I am reminded of many days sat around conference tables with colleagues from each of the local health and care organisations as we tried to storm our way through the latest centrally required mandate to work together. In those days, the phrase ‘sovereign organisation’ would be mentioned at some point in every meeting. There was a wariness to how we worked together and understanding where the boundaries were was important.
By the start of 2020 sovereignty was a rarely heard word in digital health terms, and increasingly the talk was of collaborating in ‘communities’, ‘place’ and ‘system’. When the COVID-19 pandemic hit it quickly became clear that if one falls, we all fall. The boundaries between primary and secondary care, mental and physical health, health and social care were shown to be artifices of our own creation that quickly dissolved when we all united in a common purpose. Amongst the heroic efforts of staff in all our care settings, digital teams worked tirelessly to help staff work remotely, support reconfiguration of hospital sites and deliver years of innovation in a matter of weeks. Perhaps less noted is the way in which they supported each other, sharing and gifting equipment, staff, knowledge and crucially support regardless of which badge you wore or what your email suffix was.
'System action'
In the UK multi-organisational project teams stood up Nightingale Hospitals for COVID-19 patients in a matter of weeks. However, these regional hospitals could only operate as part of a combined strategic response to the pandemic.
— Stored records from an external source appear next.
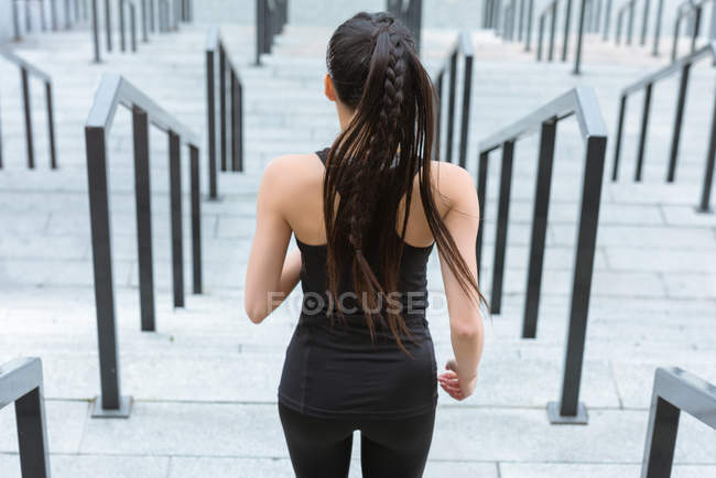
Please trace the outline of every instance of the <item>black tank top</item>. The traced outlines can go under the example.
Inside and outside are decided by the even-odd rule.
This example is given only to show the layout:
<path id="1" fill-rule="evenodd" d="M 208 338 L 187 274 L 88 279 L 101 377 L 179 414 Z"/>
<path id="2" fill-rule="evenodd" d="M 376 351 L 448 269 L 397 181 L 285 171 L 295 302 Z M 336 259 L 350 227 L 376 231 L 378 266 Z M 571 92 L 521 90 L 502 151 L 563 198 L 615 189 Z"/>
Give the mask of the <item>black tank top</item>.
<path id="1" fill-rule="evenodd" d="M 324 164 L 327 151 L 316 153 Z M 378 327 L 371 340 L 364 313 L 351 311 L 350 297 L 343 304 L 343 317 L 332 321 L 326 246 L 296 242 L 303 307 L 286 349 L 279 402 L 322 417 L 404 419 L 430 412 L 437 401 L 435 352 L 425 319 L 433 247 L 404 245 L 397 292 L 411 332 L 403 337 L 409 356 L 387 328 Z"/>

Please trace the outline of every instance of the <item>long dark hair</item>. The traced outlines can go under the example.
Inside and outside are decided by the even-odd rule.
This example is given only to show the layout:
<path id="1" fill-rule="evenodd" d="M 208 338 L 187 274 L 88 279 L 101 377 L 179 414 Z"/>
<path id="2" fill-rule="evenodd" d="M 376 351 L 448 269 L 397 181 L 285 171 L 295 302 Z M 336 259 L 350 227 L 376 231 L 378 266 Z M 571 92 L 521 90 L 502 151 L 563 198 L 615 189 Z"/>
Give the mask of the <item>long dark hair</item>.
<path id="1" fill-rule="evenodd" d="M 462 289 L 475 301 L 481 297 L 435 205 L 431 183 L 435 93 L 412 34 L 389 13 L 358 13 L 344 22 L 330 37 L 326 63 L 338 99 L 356 111 L 326 161 L 328 289 L 336 300 L 341 271 L 350 271 L 371 337 L 376 322 L 387 325 L 405 350 L 401 335 L 410 336 L 410 330 L 403 317 L 394 311 L 382 311 L 380 304 L 398 290 L 415 175 L 443 259 Z M 397 228 L 403 197 L 404 214 Z"/>

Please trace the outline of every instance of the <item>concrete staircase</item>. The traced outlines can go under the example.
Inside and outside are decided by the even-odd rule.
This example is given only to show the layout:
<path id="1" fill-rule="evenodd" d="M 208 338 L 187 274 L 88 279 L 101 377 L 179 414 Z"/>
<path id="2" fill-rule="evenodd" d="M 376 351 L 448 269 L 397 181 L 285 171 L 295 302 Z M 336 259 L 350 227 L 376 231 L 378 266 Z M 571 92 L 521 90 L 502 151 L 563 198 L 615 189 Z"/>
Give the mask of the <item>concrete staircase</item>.
<path id="1" fill-rule="evenodd" d="M 152 334 L 139 332 L 131 124 L 126 111 L 118 115 L 109 142 L 110 204 L 122 392 L 135 400 L 128 421 L 88 416 L 99 380 L 83 124 L 98 77 L 108 70 L 126 75 L 205 134 L 206 28 L 184 25 L 177 34 L 152 39 L 137 55 L 115 54 L 102 65 L 89 63 L 90 44 L 82 32 L 32 37 L 20 45 L 18 52 L 55 82 L 61 164 L 55 172 L 46 170 L 41 139 L 36 170 L 24 169 L 17 75 L 0 63 L 6 152 L 0 171 L 0 363 L 19 355 L 43 358 L 54 476 L 291 476 L 275 391 L 300 297 L 294 294 L 259 327 L 246 318 L 241 297 L 264 165 L 279 154 L 323 148 L 337 132 L 333 106 L 322 94 L 332 30 L 290 24 L 274 54 L 257 68 L 251 66 L 252 28 L 223 25 L 245 85 L 246 172 L 220 174 L 220 199 L 202 203 L 206 293 L 187 295 L 184 309 L 174 309 L 170 296 L 167 145 L 163 134 L 152 133 L 159 330 Z M 426 29 L 424 56 L 431 72 L 443 63 L 454 35 L 453 30 Z M 648 55 L 643 63 L 632 62 L 622 50 L 599 46 L 614 59 L 588 64 L 585 75 L 574 77 L 569 64 L 538 64 L 490 32 L 475 31 L 473 40 L 473 173 L 480 138 L 576 84 L 595 87 L 612 130 L 619 89 L 643 75 L 646 66 L 663 62 Z M 502 314 L 486 319 L 476 394 L 458 403 L 441 392 L 426 477 L 636 477 L 654 368 L 676 365 L 716 380 L 716 219 L 693 210 L 713 85 L 708 65 L 694 69 L 675 185 L 662 183 L 675 80 L 654 93 L 644 182 L 633 185 L 623 174 L 617 184 L 605 183 L 582 381 L 588 426 L 551 426 L 544 410 L 547 401 L 558 399 L 562 380 L 583 146 L 574 121 L 560 126 L 538 339 L 521 340 L 536 141 L 517 144 Z M 640 109 L 638 101 L 630 111 Z M 37 131 L 42 105 L 34 105 Z M 630 117 L 625 173 L 633 164 L 638 128 L 638 118 Z M 612 144 L 608 146 L 610 159 Z M 186 155 L 183 161 L 186 192 Z M 488 297 L 498 163 L 491 163 L 485 218 L 481 283 Z M 185 202 L 188 211 L 188 196 Z M 184 224 L 188 227 L 188 218 Z M 428 273 L 438 305 L 435 257 Z M 447 315 L 435 307 L 428 318 L 441 366 L 452 357 Z M 1 478 L 20 476 L 13 420 L 10 408 L 0 411 Z M 713 431 L 684 416 L 674 476 L 716 474 L 713 437 Z M 358 476 L 356 461 L 351 477 Z"/>

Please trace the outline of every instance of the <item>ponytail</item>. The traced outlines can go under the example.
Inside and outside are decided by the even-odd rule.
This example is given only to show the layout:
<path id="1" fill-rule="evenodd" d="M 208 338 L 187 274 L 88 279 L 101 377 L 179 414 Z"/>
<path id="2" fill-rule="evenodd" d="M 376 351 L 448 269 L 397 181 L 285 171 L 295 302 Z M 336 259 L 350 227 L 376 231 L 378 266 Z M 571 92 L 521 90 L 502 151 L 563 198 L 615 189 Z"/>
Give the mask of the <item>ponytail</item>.
<path id="1" fill-rule="evenodd" d="M 358 13 L 340 25 L 330 39 L 327 64 L 338 98 L 356 111 L 326 161 L 323 196 L 328 289 L 333 303 L 338 304 L 337 293 L 346 285 L 341 274 L 349 271 L 352 291 L 364 300 L 361 308 L 371 338 L 377 324 L 387 326 L 408 351 L 402 336 L 410 337 L 410 330 L 403 317 L 383 311 L 380 304 L 398 290 L 415 175 L 438 250 L 447 253 L 447 263 L 463 289 L 479 296 L 475 278 L 433 199 L 432 83 L 410 31 L 388 13 Z M 397 228 L 403 198 L 404 214 Z M 341 316 L 341 311 L 337 312 Z"/>

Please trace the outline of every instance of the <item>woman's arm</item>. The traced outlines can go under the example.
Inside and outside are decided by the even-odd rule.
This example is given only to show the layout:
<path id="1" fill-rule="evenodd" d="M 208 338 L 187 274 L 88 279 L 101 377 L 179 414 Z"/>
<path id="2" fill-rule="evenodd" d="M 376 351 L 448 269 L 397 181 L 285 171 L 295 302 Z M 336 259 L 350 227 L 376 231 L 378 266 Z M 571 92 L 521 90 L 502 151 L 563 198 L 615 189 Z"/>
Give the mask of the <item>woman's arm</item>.
<path id="1" fill-rule="evenodd" d="M 479 205 L 475 183 L 469 173 L 456 166 L 441 167 L 445 176 L 446 195 L 451 207 L 443 219 L 460 256 L 467 263 L 477 282 L 477 260 L 475 240 L 479 227 Z M 447 296 L 451 341 L 455 359 L 446 365 L 447 372 L 440 376 L 443 389 L 456 400 L 469 396 L 477 382 L 477 368 L 482 356 L 485 330 L 479 311 L 479 302 L 471 291 L 467 293 L 446 262 L 441 258 L 441 271 Z"/>
<path id="2" fill-rule="evenodd" d="M 290 174 L 282 161 L 272 161 L 263 173 L 257 199 L 256 233 L 246 274 L 243 305 L 251 322 L 261 323 L 299 283 L 301 253 L 286 254 L 291 227 L 282 207 Z"/>

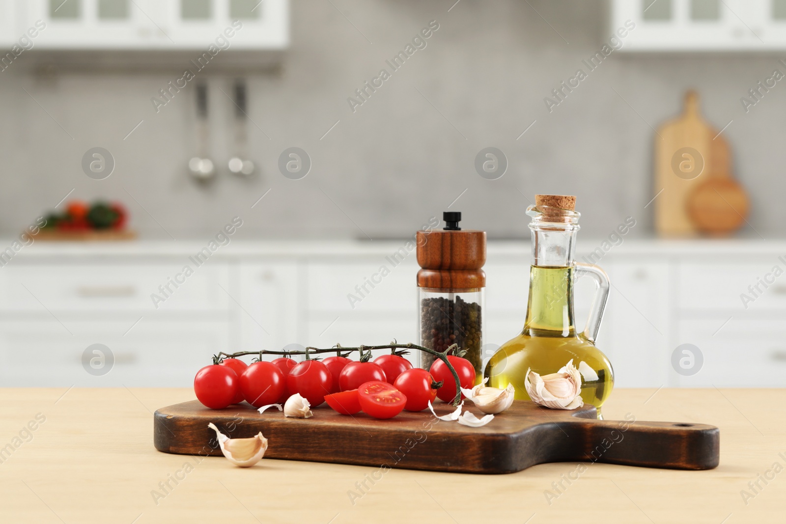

County level plans that allowed for some hospitals to operate without COVID-19 patients in order to make the best use of bed and staff resources, showed not just system thinking but system action. Dr Rob Dyer, Lead Medical Director for Devon, described this as playing for your country as well as for your club.
In November NHS England published a paper Integrating Care which set out options for accelerating collaborative ways of working between partners in health and care in Integrated Care Systems (ICS). It proposes removing some of the legislation that mandated competition and introduces a duty on organisations to “better health for the whole population,” not just their own patients. National finances will start to be allocated at the level of ICS, not organisation.
In doing so they are following a model that has seen success elsewhere. In New Zealand the Canterbury District Health Board has been using this type of integrated care model to refocus activity away from hospital settings for many years, whilst in Alzira, Spain integrated primary and secondary care services have been operating under a single budget (and single EPR) for almost 20 years. Health and care leaders have known for some time that the old model of delivering services was not sustainable. There was not the money, capacity or staff to continue. This was a current that could not be out-rowed.
Clinicians had already started forming networks of care at county and regional level. Care pathways spanned organisations and care sectors as they focused on supporting the citizen beyond the traditional boundaries. Teams and even departments were being shared between organisations as they sort to make best use of the limited resources. For all of this to work we are starting to see a clinical alignment that pools the old ideas of ‘sovereignty’. The Nightingale hospitals showed that shared facilities have a key role in a system approach and the broader response to the pandemic that our staff and facilities work best when deployed at scale in a coordinated way, that there is not just collective responsibility but collective ability. The national change to ‘system’ gives confidence that change will be supported.
The value of working together and sharing information
So in an environment where the focus becomes the citizen and their care pathway, what of the IT systems that have been built around the existing organisations? How can a clinician work effectively across hospital sites in different organisations if they must contend with different software each time, and cannot access information freely? Increasingly communities are taking the next logical step and moving beyond aligned procurement to single procurement, of clinical systems that span organisations.
In October we saw the Lancashire and South Cumbria ICS set out plans for a core clinical system, common departmental systems, and a single data orchestration layer across their 5 NHS Trusts. They are the first, but more are in the pipeline. Some organisations are now being asked to review their local EPR decisions to consider the broader system needs and we can expect to see more of this as ICSs set out their plans for Shared Care Records and Population Health Management.
The pandemic has shown us that we work best when we work together, but it has also shown the essential value of information being shared quickly and seamlessly, at both a citizen and population level. We were already on a journey towards collective working in digital health and care but it will only accelerate from here. There can be no going back.
Nick Hopkinson is a Chartered Healthcare CIO and Principal Associate with Ethical Healthcare Consulting.